Некоторое время старцы спорили, выясняя, что же за птица красуется на Любашином плече, а потом, так и не придя к однозначному решению, смолкли.
- Надо бы невесту в чувство привести, - нарушил молчание первый.
- Где там отвар свадебный? Готов ли? - понятливо кивнул второй.
- Женишка тоже напоить не мешает, - несолидно хихикнул третий. - А то глянет на молодуху и супружеский долг отдать не сможет.
- Спасибо тебе, Лада, за явленую милость! - хором возгласило старичье и низко склонилось перед ликом своей богини.
- Прости нам минутную слабость, ибо сами грешники, - почтительно добавил Лавр. После чего принял из рук блондинистой жрицы серебряный кубок, в котором плескало темное питье, и подступил к бесчувственной Любе.

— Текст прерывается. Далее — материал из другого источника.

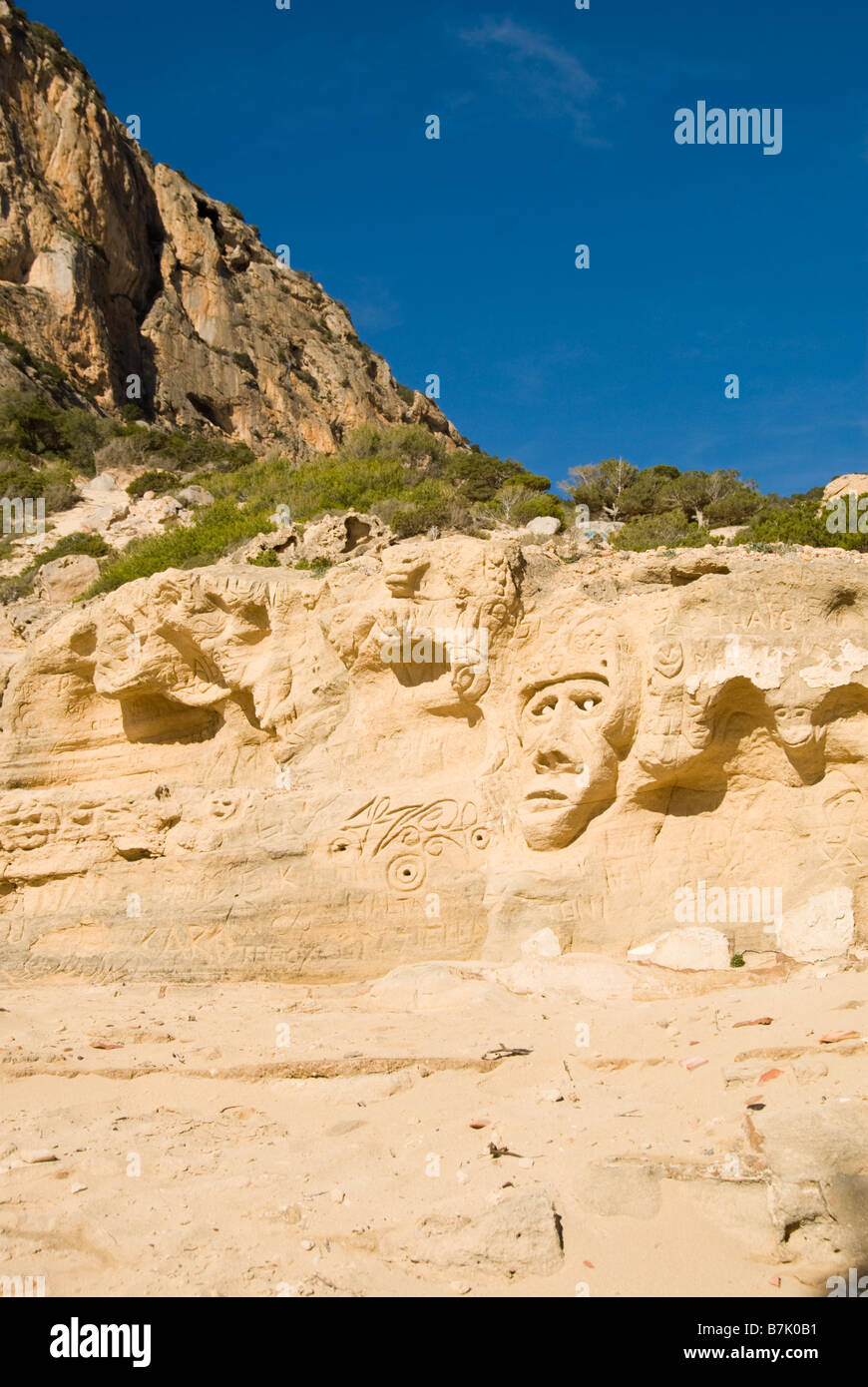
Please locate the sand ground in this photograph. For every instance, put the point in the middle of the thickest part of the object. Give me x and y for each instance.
(263, 1139)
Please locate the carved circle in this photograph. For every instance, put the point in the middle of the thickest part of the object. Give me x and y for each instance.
(405, 873)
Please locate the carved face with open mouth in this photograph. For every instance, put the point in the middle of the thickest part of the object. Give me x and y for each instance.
(570, 767)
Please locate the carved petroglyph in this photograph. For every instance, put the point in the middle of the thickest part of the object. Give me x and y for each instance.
(233, 753)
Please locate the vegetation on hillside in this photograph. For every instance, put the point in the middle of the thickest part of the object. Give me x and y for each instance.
(405, 475)
(678, 509)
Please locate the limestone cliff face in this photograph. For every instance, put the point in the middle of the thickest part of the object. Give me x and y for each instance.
(436, 752)
(113, 265)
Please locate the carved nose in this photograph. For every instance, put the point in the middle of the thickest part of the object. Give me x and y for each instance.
(555, 761)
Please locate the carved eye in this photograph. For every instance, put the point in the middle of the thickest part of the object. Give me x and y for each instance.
(544, 707)
(587, 702)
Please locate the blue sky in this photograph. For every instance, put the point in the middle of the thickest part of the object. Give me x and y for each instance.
(456, 256)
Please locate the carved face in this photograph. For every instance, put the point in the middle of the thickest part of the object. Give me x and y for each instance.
(570, 767)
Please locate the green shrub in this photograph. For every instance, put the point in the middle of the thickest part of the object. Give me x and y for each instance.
(800, 523)
(217, 530)
(656, 532)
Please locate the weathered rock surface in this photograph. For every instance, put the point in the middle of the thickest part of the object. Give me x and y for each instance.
(116, 266)
(437, 752)
(63, 580)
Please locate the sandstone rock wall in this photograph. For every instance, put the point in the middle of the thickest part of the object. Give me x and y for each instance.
(436, 752)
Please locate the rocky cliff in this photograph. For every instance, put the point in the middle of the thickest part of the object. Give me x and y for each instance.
(437, 752)
(113, 266)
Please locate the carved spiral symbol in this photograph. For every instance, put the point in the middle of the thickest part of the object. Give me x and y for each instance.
(405, 873)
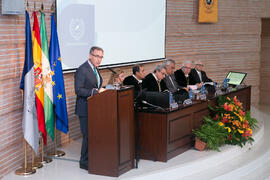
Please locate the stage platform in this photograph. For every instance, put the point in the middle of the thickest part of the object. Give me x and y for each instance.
(249, 162)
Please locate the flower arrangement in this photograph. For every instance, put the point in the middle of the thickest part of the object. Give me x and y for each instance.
(229, 124)
(230, 115)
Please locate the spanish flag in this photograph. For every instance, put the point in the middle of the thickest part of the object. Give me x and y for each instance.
(39, 90)
(47, 80)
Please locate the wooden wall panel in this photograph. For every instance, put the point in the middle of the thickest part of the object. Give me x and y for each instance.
(265, 63)
(234, 43)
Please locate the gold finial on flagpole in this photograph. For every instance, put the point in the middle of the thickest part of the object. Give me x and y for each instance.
(52, 8)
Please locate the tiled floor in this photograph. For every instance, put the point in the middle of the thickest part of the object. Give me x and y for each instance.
(250, 162)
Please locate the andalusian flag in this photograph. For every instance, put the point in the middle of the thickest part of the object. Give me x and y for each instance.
(47, 80)
(29, 122)
(59, 94)
(38, 79)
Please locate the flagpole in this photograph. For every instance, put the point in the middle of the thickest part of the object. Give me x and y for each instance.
(44, 160)
(25, 170)
(56, 153)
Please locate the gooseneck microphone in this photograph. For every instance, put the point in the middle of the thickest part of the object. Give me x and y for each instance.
(152, 105)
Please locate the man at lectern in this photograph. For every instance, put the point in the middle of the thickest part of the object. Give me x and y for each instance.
(88, 82)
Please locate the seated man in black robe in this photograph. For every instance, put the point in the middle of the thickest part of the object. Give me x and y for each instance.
(136, 78)
(179, 93)
(152, 82)
(198, 75)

Не приводя в сознание девушку, он с помощью коллег принялся спаивать ей непонятный отвар. ‘Да у них настоящая шайка. Один на челюсть надавливает, другой отраву вливает, а третий горло массирует. Не волхвы, а бандюги! Старики разбойники!’ - возмущенно нарезала круги вокруг алтаря бестелесная Люба. Она так разошлась, что не заметила, как Лавр отставил кубок, подхватил посох и ткнул им в солнечное сплетение. В смысле в ее Любино родное, любимое и единственное солнечное сплетение.
Сон резко перестал ей нравится. Потому что одновременно с ударом девушку втянуло внутрь. ‘Словно мусор в пылесос,’ - обиженно подумала та и распахнула глаза, стараясь вздохнуть.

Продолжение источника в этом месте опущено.